1. Field of the Invention
The present invention is directed to a substrate, more specifically to a coreless substrate and a manufacturing method thereof.
2. Description of the Related Art
As mobile phones, personal digital assistants (PDA), thin film transistor liquid crystal displays (TFT LCD) and many other electronic devices get smaller these days, the semiconductor devices that are installed in these devices are also getting smaller, thinner and lighter.
To keep up with this trend, flexible printed circuit boards (FPC), such as tape carrier packages (TCP) and chips on film (COF), in which a circuit pattern is formed on a base film, are used as a circuit board. Used for a semiconductor device package is the TAB (tape automated bonding) method, by which a pre-formed bump electrode and a circuit pattern, which is formed on a tape circuit board, are collectively bonded to a semiconductor device and the semiconductor device is mounted on the tape circuit board.
In the prior art, in order to reduce the warpage of a high-performance package substrate, a copper clad laminate core (epoxy-resin-impregnated glass fiber fabric, both sides of which are adhered with a copper foil) with a thickness of about 0.8 mm is used. In other words, the semiconductor package substrate of the prior art is a copper clad laminate on which a build-up layer is additionally formed.
FIG. 1 is the sectional view of a semiconductor package substrate with a thick core layer in accordance with the prior art. Referring to FIG. 1, the semiconductor package substrate of the prior art comprises a core layer 110 of the copper clad laminate (CCL), a circuit 130 and an interstitial via hole 120.
The core layer 110 of the CCL is generally about 400 μm˜800 μm thick, and the insulating layer laminated on the core layer 110 of the CCL is about 30 μm˜40 μm thick. Using a thick core layer 110 of the CCL may reduce the warpage problem but is hardly feasible for reducing the size of the inner via hole (IVH), which is imperative for making a high-performance package substrate. The diameter for the IVH, for electrical connection between the layers, is about 100 μm. This kind of IVH is usually formed by use of a CNC drill.
FIG. 2 is a graph illustrating the noise corresponding to the diameter of an IVH formed on the semiconductor-package substrate. Referring to FIG. 2, the x-axis indicates the frequency of the signal (unit: GHz) while the y-axis indicates the noise (unit: dB).

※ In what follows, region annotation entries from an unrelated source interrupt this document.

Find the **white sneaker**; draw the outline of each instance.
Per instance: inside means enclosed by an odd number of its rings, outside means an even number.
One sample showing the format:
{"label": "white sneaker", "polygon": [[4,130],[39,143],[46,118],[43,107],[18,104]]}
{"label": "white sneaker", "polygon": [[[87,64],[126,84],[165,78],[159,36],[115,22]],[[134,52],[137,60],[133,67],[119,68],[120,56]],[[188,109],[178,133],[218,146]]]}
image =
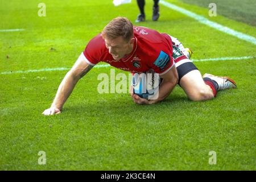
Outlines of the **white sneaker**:
{"label": "white sneaker", "polygon": [[187,57],[188,57],[189,59],[190,59],[190,58],[192,56],[192,55],[193,53],[193,51],[189,48],[185,48],[185,52],[183,52],[183,53],[185,54],[185,55],[187,56]]}
{"label": "white sneaker", "polygon": [[203,77],[208,77],[215,81],[218,86],[218,90],[237,88],[237,84],[236,82],[227,77],[216,76],[213,75],[205,73]]}

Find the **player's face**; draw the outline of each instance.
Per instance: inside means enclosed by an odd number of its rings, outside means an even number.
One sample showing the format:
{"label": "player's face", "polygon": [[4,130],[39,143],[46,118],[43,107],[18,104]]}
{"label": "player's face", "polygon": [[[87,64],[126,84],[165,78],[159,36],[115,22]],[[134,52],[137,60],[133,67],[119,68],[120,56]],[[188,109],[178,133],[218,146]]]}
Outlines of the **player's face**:
{"label": "player's face", "polygon": [[134,38],[127,42],[121,36],[112,40],[105,39],[106,47],[115,60],[119,60],[131,53],[134,42]]}

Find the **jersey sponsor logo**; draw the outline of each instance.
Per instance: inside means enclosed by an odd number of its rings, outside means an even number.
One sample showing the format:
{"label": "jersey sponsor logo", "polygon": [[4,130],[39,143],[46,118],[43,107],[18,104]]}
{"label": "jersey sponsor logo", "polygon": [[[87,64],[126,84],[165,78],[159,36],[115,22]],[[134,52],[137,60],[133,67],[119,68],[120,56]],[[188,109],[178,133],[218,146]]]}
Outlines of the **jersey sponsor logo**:
{"label": "jersey sponsor logo", "polygon": [[135,61],[133,62],[133,65],[136,68],[139,68],[141,67],[141,63],[139,61]]}
{"label": "jersey sponsor logo", "polygon": [[109,63],[111,63],[112,62],[119,62],[120,60],[106,60],[106,62],[109,62]]}
{"label": "jersey sponsor logo", "polygon": [[168,55],[161,51],[158,57],[154,63],[154,64],[160,68],[160,71],[164,70],[171,63],[171,59]]}
{"label": "jersey sponsor logo", "polygon": [[146,30],[144,30],[144,29],[141,29],[138,27],[134,27],[134,29],[135,30],[135,31],[137,32],[139,31],[139,34],[143,34],[143,35],[147,35],[148,34],[147,31]]}
{"label": "jersey sponsor logo", "polygon": [[138,57],[137,55],[135,55],[134,57],[133,57],[133,59],[131,60],[131,62],[133,62],[133,61],[141,61],[141,59]]}
{"label": "jersey sponsor logo", "polygon": [[179,48],[179,46],[172,45],[172,57],[176,59],[179,57],[183,56],[181,51]]}

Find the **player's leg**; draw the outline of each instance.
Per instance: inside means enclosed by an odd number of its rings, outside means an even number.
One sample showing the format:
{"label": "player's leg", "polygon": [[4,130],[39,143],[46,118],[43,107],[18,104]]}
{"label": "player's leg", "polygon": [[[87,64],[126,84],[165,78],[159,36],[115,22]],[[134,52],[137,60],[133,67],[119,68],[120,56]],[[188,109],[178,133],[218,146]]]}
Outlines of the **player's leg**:
{"label": "player's leg", "polygon": [[153,21],[156,21],[159,18],[159,6],[158,2],[159,0],[154,0],[153,6],[153,15],[152,16],[152,20]]}
{"label": "player's leg", "polygon": [[[184,65],[183,64],[181,67],[184,67]],[[178,74],[180,75],[181,72],[184,72],[184,70],[181,71],[183,69],[186,70],[186,68],[177,67]],[[218,77],[206,73],[202,78],[200,72],[197,69],[188,72],[181,76],[180,85],[188,98],[193,101],[210,100],[216,96],[218,90],[237,87],[236,82],[226,77]]]}
{"label": "player's leg", "polygon": [[[177,70],[179,70],[180,73],[182,72],[180,69],[185,67],[185,64],[177,67]],[[210,79],[204,81],[198,69],[194,69],[182,76],[179,84],[188,98],[192,101],[210,100],[217,94],[217,86],[216,83]]]}
{"label": "player's leg", "polygon": [[144,11],[144,6],[145,6],[145,0],[137,0],[138,6],[139,6],[141,14],[138,15],[135,22],[144,22],[145,20],[146,15]]}
{"label": "player's leg", "polygon": [[192,52],[184,48],[176,38],[171,38],[172,57],[179,75],[179,84],[189,99],[193,101],[209,100],[216,96],[218,90],[236,88],[236,82],[228,77],[205,74],[202,78],[200,71],[189,59]]}

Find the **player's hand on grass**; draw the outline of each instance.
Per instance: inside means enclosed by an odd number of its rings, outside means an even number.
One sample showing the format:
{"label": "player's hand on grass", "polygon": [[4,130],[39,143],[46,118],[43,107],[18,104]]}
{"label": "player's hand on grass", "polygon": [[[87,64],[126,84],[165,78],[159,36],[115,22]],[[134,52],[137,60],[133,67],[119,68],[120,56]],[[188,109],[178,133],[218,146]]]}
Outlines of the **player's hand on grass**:
{"label": "player's hand on grass", "polygon": [[49,109],[46,109],[42,114],[44,115],[50,115],[60,114],[60,110],[59,110],[59,109],[56,107],[50,107]]}
{"label": "player's hand on grass", "polygon": [[131,98],[133,98],[133,101],[137,104],[150,104],[149,101],[148,100],[141,98],[139,96],[133,93],[133,89],[132,86],[130,87],[130,94],[131,94]]}

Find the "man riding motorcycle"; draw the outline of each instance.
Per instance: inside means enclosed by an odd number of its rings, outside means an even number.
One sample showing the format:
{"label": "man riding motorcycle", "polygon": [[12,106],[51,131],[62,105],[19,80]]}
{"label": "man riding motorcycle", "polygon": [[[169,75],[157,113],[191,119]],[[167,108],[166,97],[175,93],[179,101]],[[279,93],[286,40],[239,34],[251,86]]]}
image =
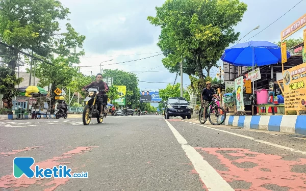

In the frequency band of a general signal, which is 0˜6 GHz, the smaller the radius of the IVH is, the smaller the noise becomes. Thus, the diameter of the IVH must be reduced in order to improve the signal delivery characteristic of the package substrate. With a thick CCL core, however, forming a small-diameter IVH is technically very difficult. Since the IVH is formed using a CNC drill, the diameter of which is about 100 μm˜350 μm, there is limitation to how much the diameter can be reduced. Although reducing the diameter is possible, the process is very costly.